"It is not in the stars to hold our destiny but in ourselves."
- William Shakespeare
Like an entire generation of Whistler kids, I learned my Shakespeare from Mr. Morris, a strict English and math teacher with a dry sense of humour who backed up his lessons with tales gleaned from a lifetime of world travel.
A lover of sports and photography, Mr. Morris ("Bob" once the dismissal bell rang) was also a quintessential Whistler dad who welcomed the opportunity to take to the hills for a day of hiking, or skiing, with his sons and their friends. Bob Morris passed away peacefully on March 10 after three years of battling ALS, but his contributions to the Whistler community will last forever.
Born in Winnipeg, Manitoba, in 1942, Robert George Morris caught the travel bug as a young man and hit the road shortly after university. He taught English in Japan in the 1960s where he also landed a small part in the classic Japanese Sci-fi film The Green Slime. Bob then continued on to South-East Asia and hitchhiked his way across India, the Middle East and Europe.
Travel remained a priority even after Bob met Jan, his future wife. "When they were dating my dad gave her the ultimatum," explained his youngest son, Greg.
"He was on his way to Australia and he proposed she either marry him and come along or else that was it."
Jan took the bait and hit the road with Winnipeg remaining home base until 1986 when the Morris family, which now included Greg and his older brother Jason, landed in Whistler for good.
"The outdoors attracted him here for sure," Greg said. "All the hiking and skiing... he loved hockey and golf and tinkering around in the yard. I think mostly they were just excited to have four seasons and snow, but without the extreme cold and bugs of Winnipeg."
Morris initially found work as a night auditor at the Nancy Green Lodge. He'd work the graveyard shift, get home at 7 a.m. then drive south to Squamish to substitute teach. A few years later he landed a full-time position at Pemberton Secondary School, and once Whistler Secondary opened he taught there until his retirement in 2004. Over his career Bob led student trips to China, Thailand, Spain, Italy, and Greece.

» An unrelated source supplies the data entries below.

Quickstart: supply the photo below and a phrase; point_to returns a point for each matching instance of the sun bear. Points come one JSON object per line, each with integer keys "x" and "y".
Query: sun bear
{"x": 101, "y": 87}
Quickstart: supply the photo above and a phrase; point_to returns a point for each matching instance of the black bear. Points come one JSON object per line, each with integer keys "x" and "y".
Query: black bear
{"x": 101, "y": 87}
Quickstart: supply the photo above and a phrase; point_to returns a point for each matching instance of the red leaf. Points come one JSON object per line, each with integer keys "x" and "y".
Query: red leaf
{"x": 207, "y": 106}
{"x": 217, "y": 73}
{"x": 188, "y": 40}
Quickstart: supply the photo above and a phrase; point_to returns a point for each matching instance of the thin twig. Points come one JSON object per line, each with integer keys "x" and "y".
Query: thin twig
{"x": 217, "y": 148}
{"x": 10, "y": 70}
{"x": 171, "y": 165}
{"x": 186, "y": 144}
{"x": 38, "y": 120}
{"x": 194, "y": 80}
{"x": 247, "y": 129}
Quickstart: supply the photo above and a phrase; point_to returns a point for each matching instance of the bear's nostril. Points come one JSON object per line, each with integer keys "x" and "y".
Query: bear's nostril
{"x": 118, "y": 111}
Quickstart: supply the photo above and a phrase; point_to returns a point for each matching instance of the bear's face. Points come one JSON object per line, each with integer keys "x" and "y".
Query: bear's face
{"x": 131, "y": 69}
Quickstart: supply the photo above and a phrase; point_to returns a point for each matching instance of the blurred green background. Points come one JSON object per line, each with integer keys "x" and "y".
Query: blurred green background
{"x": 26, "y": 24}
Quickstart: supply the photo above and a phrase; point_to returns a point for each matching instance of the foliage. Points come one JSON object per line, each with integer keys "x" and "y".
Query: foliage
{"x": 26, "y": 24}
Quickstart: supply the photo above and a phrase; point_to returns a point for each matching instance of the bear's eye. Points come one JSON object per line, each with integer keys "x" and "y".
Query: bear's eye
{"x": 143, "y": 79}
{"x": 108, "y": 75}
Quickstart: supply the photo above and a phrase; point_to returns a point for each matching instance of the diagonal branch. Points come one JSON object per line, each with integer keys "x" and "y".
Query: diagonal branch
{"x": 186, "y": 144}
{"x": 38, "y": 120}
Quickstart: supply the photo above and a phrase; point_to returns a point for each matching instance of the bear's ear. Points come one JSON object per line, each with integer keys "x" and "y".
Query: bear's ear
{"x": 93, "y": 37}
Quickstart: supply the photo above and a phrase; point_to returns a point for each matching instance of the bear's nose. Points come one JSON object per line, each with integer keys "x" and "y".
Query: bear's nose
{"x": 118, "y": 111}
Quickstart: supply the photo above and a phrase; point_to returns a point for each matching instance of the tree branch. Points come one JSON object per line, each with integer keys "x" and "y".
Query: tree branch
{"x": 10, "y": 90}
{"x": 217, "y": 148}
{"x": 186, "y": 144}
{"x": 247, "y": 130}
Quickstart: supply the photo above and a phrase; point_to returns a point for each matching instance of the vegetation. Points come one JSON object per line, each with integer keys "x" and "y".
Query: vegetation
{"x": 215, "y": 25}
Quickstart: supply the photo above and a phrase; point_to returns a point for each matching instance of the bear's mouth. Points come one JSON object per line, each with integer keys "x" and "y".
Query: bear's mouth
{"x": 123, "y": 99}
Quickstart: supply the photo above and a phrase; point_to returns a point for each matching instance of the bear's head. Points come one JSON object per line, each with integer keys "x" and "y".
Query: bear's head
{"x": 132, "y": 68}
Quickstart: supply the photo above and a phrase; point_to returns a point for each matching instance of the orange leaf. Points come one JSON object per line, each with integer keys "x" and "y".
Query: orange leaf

I will always remember being a teenager enjoying dinners at the Morris household and checking out the walls of photographs from Bob's journeys around the world.
That enthusiasm for travel and adventure was perhaps the greatest lesson Mr. Morris had for us Whistler kids — we live in one of the best places on earth, but it's a pretty amazing world outside the bubble as well... and one we should never stop exploring.
Happy trails Bob, and thanks for pointing us down the right path.